What happened? Two separate but related factors crushed Kelsoe's funds.

First, reaching for yield, he allocated a large chunk of his funds to exotic and illiquid asset-backed securities (and relatively little to standard high-yield corporate bonds) that have been devastated by the earthquake in credit markets this year.

For example, as of June 30, 45% of Intermediate Bond's assets was invested in collateralized debt obligations and home-equity loans. He also stuffed his portfolios with airline leasing obligations, which have suddenly been buffeted by market turbulence this year. So the values of his funds' assets plunged.

Second, and equally devastating, was the rising tide of shareholder redemptions, which forced Kelsoe to sell illiquid assets (investments that are not readily marketable) at the worst possible time. In both July and August, for instance, shareholders yanked more than $100 million out of High Income, which at last word held $291 million in assets.

"Investors get their statements in the mail, see the losses, panic and sell," says Lawrence Jones, a bond-fund analyst at Morningstar. "This forces a fund manager to liquidate segments of a portfolio in an uncertain, illiquid marketplace at prices that will be absolute bargain basement. This is a case study that illustrates what can happen in illiquid markets when redemptions come."

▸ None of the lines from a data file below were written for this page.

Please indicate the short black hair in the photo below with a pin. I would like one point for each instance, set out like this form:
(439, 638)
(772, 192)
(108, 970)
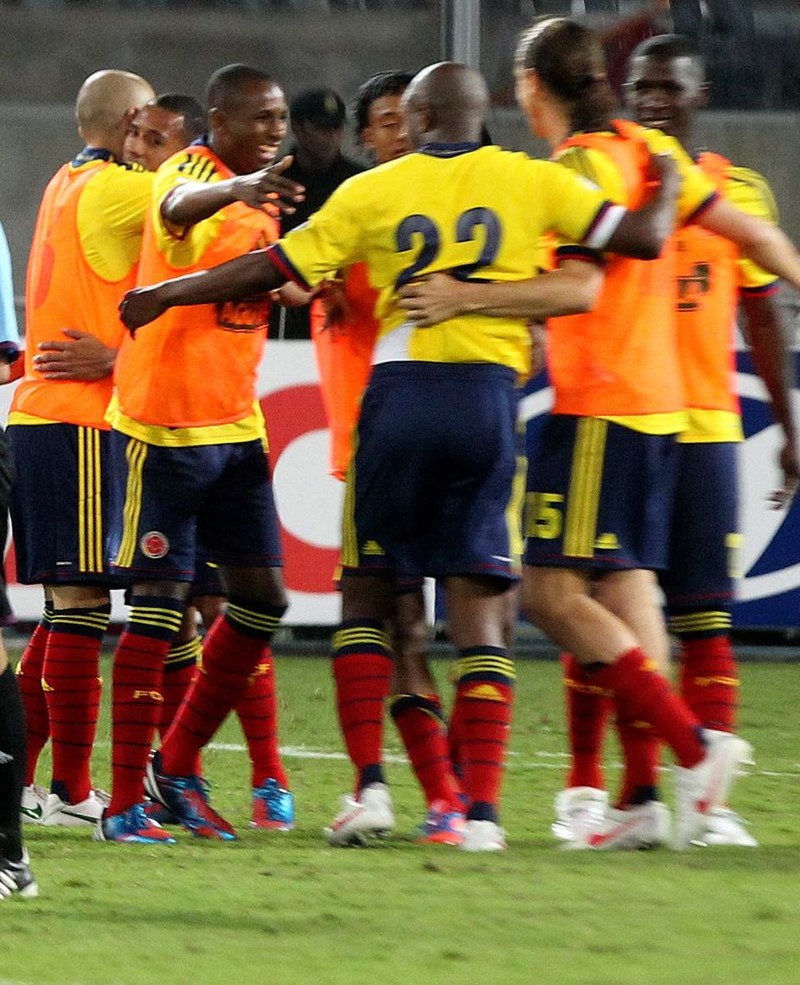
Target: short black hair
(668, 46)
(226, 83)
(383, 84)
(194, 116)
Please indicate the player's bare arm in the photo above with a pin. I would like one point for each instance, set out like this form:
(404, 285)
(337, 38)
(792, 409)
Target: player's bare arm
(641, 233)
(192, 202)
(238, 279)
(80, 357)
(773, 360)
(758, 239)
(572, 289)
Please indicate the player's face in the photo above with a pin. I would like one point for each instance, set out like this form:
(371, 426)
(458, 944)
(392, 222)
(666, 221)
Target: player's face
(247, 136)
(385, 133)
(664, 93)
(154, 135)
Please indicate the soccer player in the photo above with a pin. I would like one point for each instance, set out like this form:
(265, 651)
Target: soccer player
(161, 128)
(83, 258)
(193, 454)
(430, 483)
(598, 495)
(666, 87)
(344, 331)
(15, 872)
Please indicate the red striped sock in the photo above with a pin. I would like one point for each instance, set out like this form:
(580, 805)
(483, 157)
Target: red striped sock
(484, 698)
(641, 693)
(258, 715)
(710, 681)
(180, 670)
(421, 723)
(29, 678)
(71, 684)
(232, 650)
(137, 701)
(362, 670)
(641, 754)
(587, 707)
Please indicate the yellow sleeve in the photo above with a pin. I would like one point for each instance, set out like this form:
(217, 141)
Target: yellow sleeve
(110, 216)
(333, 236)
(575, 198)
(696, 187)
(183, 246)
(749, 191)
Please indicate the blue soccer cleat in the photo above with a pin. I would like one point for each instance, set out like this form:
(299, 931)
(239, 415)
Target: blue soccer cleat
(131, 827)
(273, 807)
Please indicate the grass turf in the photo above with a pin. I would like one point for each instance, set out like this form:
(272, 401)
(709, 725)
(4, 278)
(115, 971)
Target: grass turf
(286, 908)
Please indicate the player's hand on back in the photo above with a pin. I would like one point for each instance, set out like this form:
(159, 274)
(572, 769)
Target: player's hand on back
(82, 357)
(431, 300)
(140, 306)
(269, 187)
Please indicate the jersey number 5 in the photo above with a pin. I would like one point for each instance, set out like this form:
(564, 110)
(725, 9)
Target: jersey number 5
(424, 231)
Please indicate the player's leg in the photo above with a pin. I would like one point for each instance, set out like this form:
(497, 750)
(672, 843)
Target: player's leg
(238, 527)
(416, 708)
(16, 876)
(61, 517)
(154, 540)
(602, 643)
(699, 587)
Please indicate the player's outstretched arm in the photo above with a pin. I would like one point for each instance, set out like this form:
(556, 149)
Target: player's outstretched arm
(758, 239)
(764, 329)
(570, 290)
(641, 233)
(238, 279)
(194, 201)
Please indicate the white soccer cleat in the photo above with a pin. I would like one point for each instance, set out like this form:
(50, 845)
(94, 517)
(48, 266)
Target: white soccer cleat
(725, 827)
(483, 836)
(578, 808)
(638, 827)
(362, 819)
(704, 787)
(33, 803)
(86, 813)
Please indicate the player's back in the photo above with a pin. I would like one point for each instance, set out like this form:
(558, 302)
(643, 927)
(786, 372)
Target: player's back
(475, 212)
(83, 258)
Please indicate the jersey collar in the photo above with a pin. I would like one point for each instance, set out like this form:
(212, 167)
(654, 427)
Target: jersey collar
(447, 150)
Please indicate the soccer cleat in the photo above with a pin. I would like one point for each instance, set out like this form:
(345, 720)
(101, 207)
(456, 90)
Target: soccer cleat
(132, 826)
(159, 813)
(187, 798)
(86, 813)
(483, 836)
(17, 878)
(725, 827)
(273, 807)
(363, 818)
(637, 827)
(704, 787)
(578, 808)
(31, 808)
(442, 826)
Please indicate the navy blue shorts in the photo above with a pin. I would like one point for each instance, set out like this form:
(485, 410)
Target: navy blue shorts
(62, 503)
(218, 496)
(705, 538)
(430, 484)
(599, 496)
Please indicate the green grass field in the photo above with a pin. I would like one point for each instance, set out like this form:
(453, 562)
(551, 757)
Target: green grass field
(286, 908)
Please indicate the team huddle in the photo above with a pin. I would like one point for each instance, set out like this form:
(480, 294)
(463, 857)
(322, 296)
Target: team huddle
(431, 275)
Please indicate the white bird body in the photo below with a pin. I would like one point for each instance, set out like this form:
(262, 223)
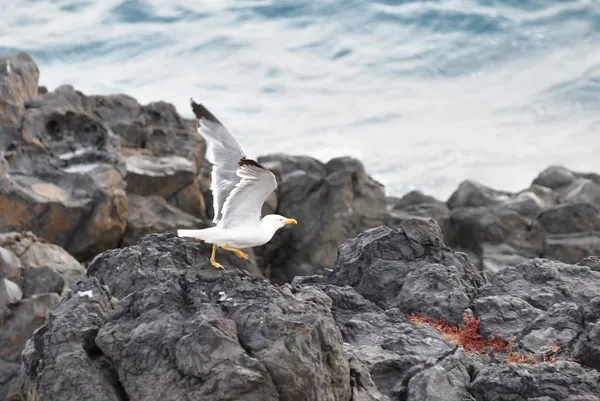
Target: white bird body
(235, 237)
(239, 186)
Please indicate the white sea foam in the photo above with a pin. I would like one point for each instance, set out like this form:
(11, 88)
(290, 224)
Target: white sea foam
(427, 94)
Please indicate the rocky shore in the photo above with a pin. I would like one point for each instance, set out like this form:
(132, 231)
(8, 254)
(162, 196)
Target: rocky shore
(489, 295)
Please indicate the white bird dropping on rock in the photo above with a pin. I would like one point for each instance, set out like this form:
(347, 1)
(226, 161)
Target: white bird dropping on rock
(239, 186)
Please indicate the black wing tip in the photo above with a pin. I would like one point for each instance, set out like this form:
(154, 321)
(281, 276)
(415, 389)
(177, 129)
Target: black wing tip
(202, 112)
(244, 161)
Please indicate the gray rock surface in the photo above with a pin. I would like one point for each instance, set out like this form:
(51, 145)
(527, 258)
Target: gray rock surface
(182, 329)
(35, 274)
(61, 175)
(560, 381)
(156, 321)
(409, 268)
(331, 202)
(413, 205)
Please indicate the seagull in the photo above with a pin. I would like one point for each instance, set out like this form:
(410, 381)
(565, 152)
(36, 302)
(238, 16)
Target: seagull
(239, 186)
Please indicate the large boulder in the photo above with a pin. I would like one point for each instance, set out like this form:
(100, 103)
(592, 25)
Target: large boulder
(181, 328)
(572, 231)
(413, 205)
(61, 175)
(153, 214)
(33, 276)
(331, 202)
(409, 268)
(494, 237)
(571, 186)
(163, 152)
(156, 321)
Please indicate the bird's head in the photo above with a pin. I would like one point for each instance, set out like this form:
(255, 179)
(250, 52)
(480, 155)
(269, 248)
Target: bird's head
(276, 221)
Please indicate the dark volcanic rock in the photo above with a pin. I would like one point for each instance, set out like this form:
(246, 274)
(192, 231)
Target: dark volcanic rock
(560, 381)
(473, 194)
(62, 360)
(39, 272)
(494, 237)
(152, 214)
(331, 202)
(390, 346)
(409, 268)
(62, 178)
(180, 329)
(185, 330)
(416, 204)
(18, 84)
(503, 316)
(572, 231)
(543, 283)
(571, 186)
(163, 153)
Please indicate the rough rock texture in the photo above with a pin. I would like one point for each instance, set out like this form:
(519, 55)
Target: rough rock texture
(560, 381)
(496, 237)
(61, 176)
(156, 321)
(153, 214)
(40, 272)
(184, 330)
(572, 231)
(69, 162)
(409, 268)
(555, 217)
(416, 204)
(163, 152)
(331, 202)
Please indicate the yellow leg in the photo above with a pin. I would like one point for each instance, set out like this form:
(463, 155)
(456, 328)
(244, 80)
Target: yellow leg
(239, 253)
(212, 258)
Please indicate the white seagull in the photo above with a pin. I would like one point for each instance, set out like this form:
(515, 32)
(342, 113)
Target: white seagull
(239, 186)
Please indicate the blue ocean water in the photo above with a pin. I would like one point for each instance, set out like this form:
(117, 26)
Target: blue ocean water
(425, 93)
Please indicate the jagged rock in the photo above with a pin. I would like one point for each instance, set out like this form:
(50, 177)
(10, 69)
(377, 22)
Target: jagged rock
(495, 237)
(152, 214)
(26, 317)
(282, 164)
(10, 265)
(40, 280)
(543, 283)
(570, 186)
(13, 292)
(183, 329)
(62, 361)
(447, 380)
(409, 268)
(392, 348)
(9, 373)
(18, 83)
(572, 231)
(559, 381)
(561, 325)
(39, 273)
(331, 202)
(416, 204)
(473, 194)
(363, 387)
(62, 177)
(503, 316)
(163, 152)
(36, 255)
(555, 177)
(530, 202)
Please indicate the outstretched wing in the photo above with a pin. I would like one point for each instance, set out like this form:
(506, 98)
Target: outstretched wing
(244, 203)
(223, 152)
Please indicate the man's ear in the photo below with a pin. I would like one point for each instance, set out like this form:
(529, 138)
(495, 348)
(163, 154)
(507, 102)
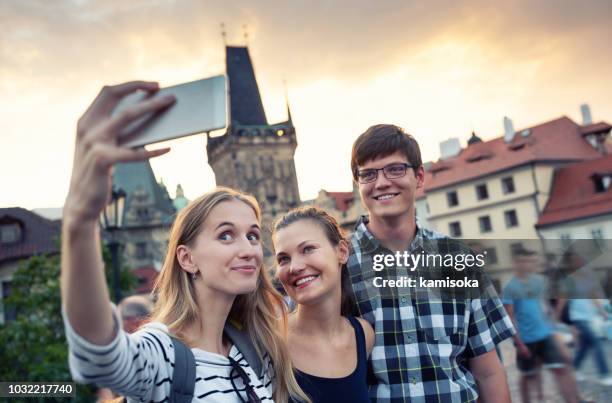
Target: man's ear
(185, 259)
(420, 177)
(343, 251)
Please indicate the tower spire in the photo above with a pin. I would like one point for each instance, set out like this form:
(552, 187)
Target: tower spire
(246, 35)
(289, 119)
(223, 34)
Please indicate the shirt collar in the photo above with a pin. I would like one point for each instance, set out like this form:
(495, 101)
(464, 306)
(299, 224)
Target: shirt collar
(369, 243)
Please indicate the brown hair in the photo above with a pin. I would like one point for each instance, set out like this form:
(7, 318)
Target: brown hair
(383, 140)
(334, 235)
(262, 313)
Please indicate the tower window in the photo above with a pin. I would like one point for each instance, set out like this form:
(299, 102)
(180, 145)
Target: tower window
(485, 224)
(10, 233)
(511, 218)
(482, 192)
(455, 228)
(452, 199)
(508, 185)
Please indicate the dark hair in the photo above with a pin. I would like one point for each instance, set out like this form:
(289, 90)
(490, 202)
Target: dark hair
(334, 235)
(383, 140)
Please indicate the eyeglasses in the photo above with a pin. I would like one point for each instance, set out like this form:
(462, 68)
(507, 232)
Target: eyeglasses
(252, 396)
(391, 171)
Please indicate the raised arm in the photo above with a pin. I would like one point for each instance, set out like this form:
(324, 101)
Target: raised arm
(84, 293)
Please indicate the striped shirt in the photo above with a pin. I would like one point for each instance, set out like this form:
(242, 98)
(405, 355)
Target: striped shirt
(140, 366)
(423, 340)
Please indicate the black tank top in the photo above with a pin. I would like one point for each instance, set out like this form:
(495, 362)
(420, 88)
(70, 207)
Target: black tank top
(350, 389)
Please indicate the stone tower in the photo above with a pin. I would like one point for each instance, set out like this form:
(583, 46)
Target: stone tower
(253, 155)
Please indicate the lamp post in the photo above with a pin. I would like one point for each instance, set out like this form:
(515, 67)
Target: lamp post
(112, 220)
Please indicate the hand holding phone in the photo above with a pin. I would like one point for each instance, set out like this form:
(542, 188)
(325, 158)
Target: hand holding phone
(200, 106)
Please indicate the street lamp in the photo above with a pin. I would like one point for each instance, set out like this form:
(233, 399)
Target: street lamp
(112, 220)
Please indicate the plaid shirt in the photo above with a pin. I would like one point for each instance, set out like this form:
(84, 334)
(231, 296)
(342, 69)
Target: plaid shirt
(423, 341)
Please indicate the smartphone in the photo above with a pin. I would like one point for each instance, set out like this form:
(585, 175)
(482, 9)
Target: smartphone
(201, 106)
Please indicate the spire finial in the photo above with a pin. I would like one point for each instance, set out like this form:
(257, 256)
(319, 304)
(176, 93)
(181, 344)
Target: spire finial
(223, 33)
(246, 35)
(289, 119)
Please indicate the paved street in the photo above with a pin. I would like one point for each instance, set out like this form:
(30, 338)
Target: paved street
(590, 389)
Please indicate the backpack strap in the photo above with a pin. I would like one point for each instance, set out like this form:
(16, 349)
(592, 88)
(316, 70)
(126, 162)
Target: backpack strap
(183, 377)
(243, 342)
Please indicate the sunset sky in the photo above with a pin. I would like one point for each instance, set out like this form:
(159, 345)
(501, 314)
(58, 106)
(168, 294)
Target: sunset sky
(439, 69)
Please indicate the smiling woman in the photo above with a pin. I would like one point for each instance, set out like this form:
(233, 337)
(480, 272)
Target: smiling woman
(212, 275)
(311, 253)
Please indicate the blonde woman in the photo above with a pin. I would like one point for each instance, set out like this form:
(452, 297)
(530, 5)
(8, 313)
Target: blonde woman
(212, 273)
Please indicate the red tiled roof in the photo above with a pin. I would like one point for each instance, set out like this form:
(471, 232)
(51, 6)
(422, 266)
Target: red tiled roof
(38, 235)
(558, 140)
(573, 194)
(593, 128)
(343, 200)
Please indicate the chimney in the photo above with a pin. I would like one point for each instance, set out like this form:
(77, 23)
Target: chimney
(449, 148)
(585, 109)
(508, 129)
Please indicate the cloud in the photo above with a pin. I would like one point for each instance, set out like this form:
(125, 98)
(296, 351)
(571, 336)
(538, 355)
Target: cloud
(439, 68)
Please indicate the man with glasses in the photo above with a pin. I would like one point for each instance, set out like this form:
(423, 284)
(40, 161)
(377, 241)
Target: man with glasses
(428, 348)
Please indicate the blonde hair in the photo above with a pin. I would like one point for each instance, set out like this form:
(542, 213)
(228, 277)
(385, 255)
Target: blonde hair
(262, 313)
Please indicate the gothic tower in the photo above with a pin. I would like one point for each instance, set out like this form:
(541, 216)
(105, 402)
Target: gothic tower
(253, 155)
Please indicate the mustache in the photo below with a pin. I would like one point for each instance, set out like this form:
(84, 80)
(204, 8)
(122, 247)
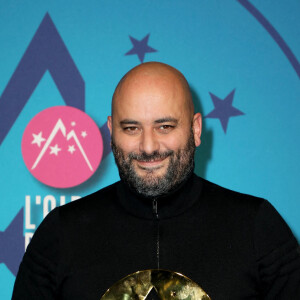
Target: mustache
(150, 157)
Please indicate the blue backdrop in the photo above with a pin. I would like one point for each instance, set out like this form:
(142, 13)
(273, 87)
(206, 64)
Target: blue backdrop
(240, 57)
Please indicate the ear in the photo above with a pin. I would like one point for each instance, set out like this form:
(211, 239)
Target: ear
(109, 124)
(197, 128)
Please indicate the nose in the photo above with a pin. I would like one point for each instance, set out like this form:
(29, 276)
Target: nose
(149, 142)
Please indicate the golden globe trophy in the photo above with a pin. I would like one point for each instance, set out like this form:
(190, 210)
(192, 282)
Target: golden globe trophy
(155, 284)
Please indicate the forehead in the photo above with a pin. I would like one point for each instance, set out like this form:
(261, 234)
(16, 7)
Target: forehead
(147, 98)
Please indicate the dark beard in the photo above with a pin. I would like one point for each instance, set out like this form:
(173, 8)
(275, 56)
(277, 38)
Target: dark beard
(181, 164)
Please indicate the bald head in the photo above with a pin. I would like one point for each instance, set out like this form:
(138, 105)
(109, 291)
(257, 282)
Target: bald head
(154, 76)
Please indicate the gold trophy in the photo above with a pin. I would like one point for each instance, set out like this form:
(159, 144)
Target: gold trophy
(165, 285)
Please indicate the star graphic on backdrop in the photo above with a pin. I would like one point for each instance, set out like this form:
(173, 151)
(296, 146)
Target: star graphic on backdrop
(223, 109)
(55, 150)
(38, 139)
(140, 48)
(71, 149)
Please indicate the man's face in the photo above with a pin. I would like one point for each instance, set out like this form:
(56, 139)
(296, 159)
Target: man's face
(152, 135)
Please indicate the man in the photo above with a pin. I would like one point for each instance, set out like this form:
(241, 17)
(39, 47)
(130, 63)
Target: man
(160, 215)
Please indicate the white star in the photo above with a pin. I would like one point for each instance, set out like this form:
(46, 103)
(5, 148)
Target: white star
(71, 149)
(37, 139)
(55, 150)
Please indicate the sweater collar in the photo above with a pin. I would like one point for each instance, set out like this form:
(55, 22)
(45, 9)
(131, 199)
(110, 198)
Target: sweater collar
(170, 205)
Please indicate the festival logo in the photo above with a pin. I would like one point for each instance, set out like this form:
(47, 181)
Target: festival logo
(62, 146)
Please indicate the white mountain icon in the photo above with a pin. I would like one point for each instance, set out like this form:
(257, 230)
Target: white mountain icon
(59, 126)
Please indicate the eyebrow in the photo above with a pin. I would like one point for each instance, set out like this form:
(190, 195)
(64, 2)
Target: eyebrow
(158, 121)
(128, 121)
(167, 119)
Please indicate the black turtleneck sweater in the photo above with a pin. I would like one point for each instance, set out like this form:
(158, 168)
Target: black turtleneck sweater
(234, 246)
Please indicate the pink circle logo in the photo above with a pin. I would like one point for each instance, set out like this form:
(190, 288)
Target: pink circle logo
(62, 146)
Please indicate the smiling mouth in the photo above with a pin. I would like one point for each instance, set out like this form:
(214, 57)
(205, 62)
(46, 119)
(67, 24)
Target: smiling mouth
(150, 164)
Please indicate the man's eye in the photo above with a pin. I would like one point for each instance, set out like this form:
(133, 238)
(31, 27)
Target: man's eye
(131, 129)
(165, 128)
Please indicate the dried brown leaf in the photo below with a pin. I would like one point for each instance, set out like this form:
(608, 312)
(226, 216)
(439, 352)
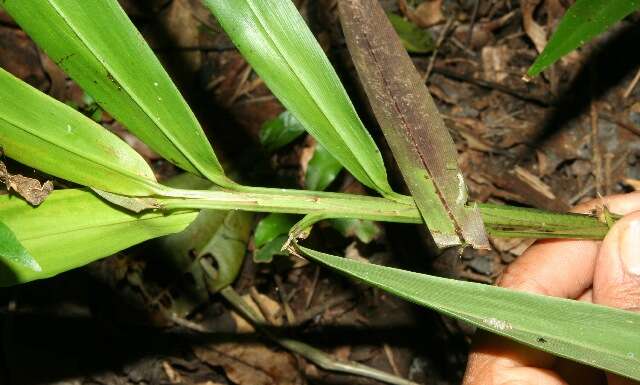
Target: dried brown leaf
(412, 125)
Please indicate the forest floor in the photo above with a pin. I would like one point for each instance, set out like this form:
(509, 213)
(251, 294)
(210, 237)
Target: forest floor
(134, 318)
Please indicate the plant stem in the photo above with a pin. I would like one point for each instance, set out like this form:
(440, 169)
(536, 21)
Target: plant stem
(500, 221)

For example, Jones says, there are only a handful of trading desks in the country that handle airline lease-related securities. Assets such as these will recover when markets stabilize, but that's of little consolation to a fund manager forced to sell today because of shareholders running to the exits. With the benefit of hindsight, it's clear that illiquid assets such as these are ill suited to open-end funds, which are subject to abrupt and mass redemptions.

Kelsoe declined to be interviewed, but he has explained the predicament to his dwindling ranks of customers in letters to shareholders. "In the current market, many of the normal dealers that typically provide the trading liquidity of these securities are no longer providing such liquidity," he wrote in a letter dated November 7. "In many cases where there is no trading activity, bonds fall into a vacuum and are valued based on models projecting future cash flows. There are no optimistic projections at this time!"

The Morgan Keegan disaster is a reminder that investors need to undertake a bit more investigation than usual when they contemplate buying into a bond fund that has delivered abnormally high returns. That requires some understanding of theassets the fund holds. In general, you shouldn't invest in what you don't understand.

As for Jim Kelsoe, his annus horribilis continues to unfold.